Introduction

Measuring left ventricular stroke volume and cardiac index (CI) have gained increasing impact regarding perioperative monitoring of critically ill patients either in the operating theatre or on the intensive care unit. Goal-directed perioperative optimization of left ventricular stroke volume and CI have a positive impact on the morbidity and the length of stay on the intensive care unit [14]. Measurement of CI with the pulmonary artery catheter (PAC) is still widely used and often considered as a kind of "gold standard" in different clinical settings [5, 6]. However, several studies showed that pulmonary artery catheterization has clinical limitations and bares the potential risk for severe complications [79]. In this context, interest has focused on less invasive techniques which are based for example on transpulmonary thermodilution (TPTD) or arterial waveform analysis [6, 10, 11]. Alternative methods of haemodynamic monitoring for estimating CI such as transpulmonary thermodilution differ from pulmonary artery thermodilution and are theoretically more sensitive to thermal blood loss and changes such as recirculation and forward-backward movement, especially in the presence of left-sided valvular insufficiencies [12]. It has been repeatedly shown, however, that pulmonary artery thermodilution and transpulmonary thermodilution are interchangeable in different patient populations and during different surgical procedures [6, 1315].

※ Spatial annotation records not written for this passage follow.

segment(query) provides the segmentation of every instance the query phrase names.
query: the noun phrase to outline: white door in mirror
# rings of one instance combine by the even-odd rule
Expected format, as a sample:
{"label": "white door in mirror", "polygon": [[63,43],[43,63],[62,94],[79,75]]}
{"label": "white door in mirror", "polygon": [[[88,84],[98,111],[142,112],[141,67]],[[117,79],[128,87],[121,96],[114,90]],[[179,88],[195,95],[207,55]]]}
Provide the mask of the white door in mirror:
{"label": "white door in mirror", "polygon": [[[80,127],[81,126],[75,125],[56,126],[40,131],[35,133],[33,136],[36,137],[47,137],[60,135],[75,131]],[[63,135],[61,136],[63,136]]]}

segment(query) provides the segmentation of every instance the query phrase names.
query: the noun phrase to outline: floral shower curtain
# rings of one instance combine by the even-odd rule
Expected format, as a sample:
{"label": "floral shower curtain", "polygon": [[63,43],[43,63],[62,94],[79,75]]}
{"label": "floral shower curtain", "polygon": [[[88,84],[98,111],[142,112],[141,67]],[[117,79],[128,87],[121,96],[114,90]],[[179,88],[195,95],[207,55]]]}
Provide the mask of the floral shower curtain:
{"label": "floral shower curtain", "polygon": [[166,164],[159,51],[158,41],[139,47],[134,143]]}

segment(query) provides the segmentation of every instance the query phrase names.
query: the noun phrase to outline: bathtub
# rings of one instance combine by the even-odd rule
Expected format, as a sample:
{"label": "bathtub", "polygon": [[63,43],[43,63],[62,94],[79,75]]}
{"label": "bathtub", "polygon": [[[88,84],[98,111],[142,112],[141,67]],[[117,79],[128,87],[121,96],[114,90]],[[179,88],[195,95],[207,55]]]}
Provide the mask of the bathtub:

The recently introduced LiDCO monitoring system (LiDCO Rapid ; LiDCO Group Ltd, London, UK) consists of an arterial pressure waveform analysis that provides beat-to-beat measurement of CI by analysis of the arterial blood pressure tracing. The underlying pulse power algorithm (PulseCO) originally was introduced as an algorithm requiring calibration by lithium indicator dilution to determine the individual vascular compliance and has been evaluated in different clinical scenarios [16, 17]. Using a nomogram to assess the patient specific aortic compliance, the new software version estimates stroke volume without the need for calibration. Furthermore, this device offers the possibility of calibration by a reference technique. Based on these updates, LiDCO Rapid only requires a standard radial arterial line and is claimed to mirror CI or trends of CI reliably. However, calculation of cardiac index by arterial pressure waveform analysis could be influenced by several confounders, like changes in vascular tone or vasoactive drugs [18, 19]. Specifically, it has been shown that methods based on arterial waveform analysis are prone to failure after cardiopulmonary bypass (CPB), when major changes in vascular resistance are likely to occur [15].

Therefore, the aim of the present study was to investigate the accuracy of uncalibrated and calibrated pulse power analysis (CIPPnon-cal., CIPPcal.) with respect to simultaneous measurements and the ability to track haemodynamic changes (ΔCITPTD, ΔCIPPnon-cal./cal.), both before and after CPB.

Materials and methods

Approval from our institutional ethics committee (Christian Albrecht University Kiel) was obtained and all patients gave informed consent for participation in the study.

Forty-two patients undergoing elective coronary artery bypass grafting (CABG) were studied after induction of general anaesthesia. Inclusion criteria were as follows: patients >18 years of age with a left ventricular ejection fraction ≥0.5. Patients with emergency procedures, haemodynamic instability requiring inotropic and/or vasoactive pharmacologic support, intracardiac shunts, severe aortic-, tricuspid- or mitral stenosis or insufficiency, and patients on an intra-aortic balloon pump were all excluded from the study.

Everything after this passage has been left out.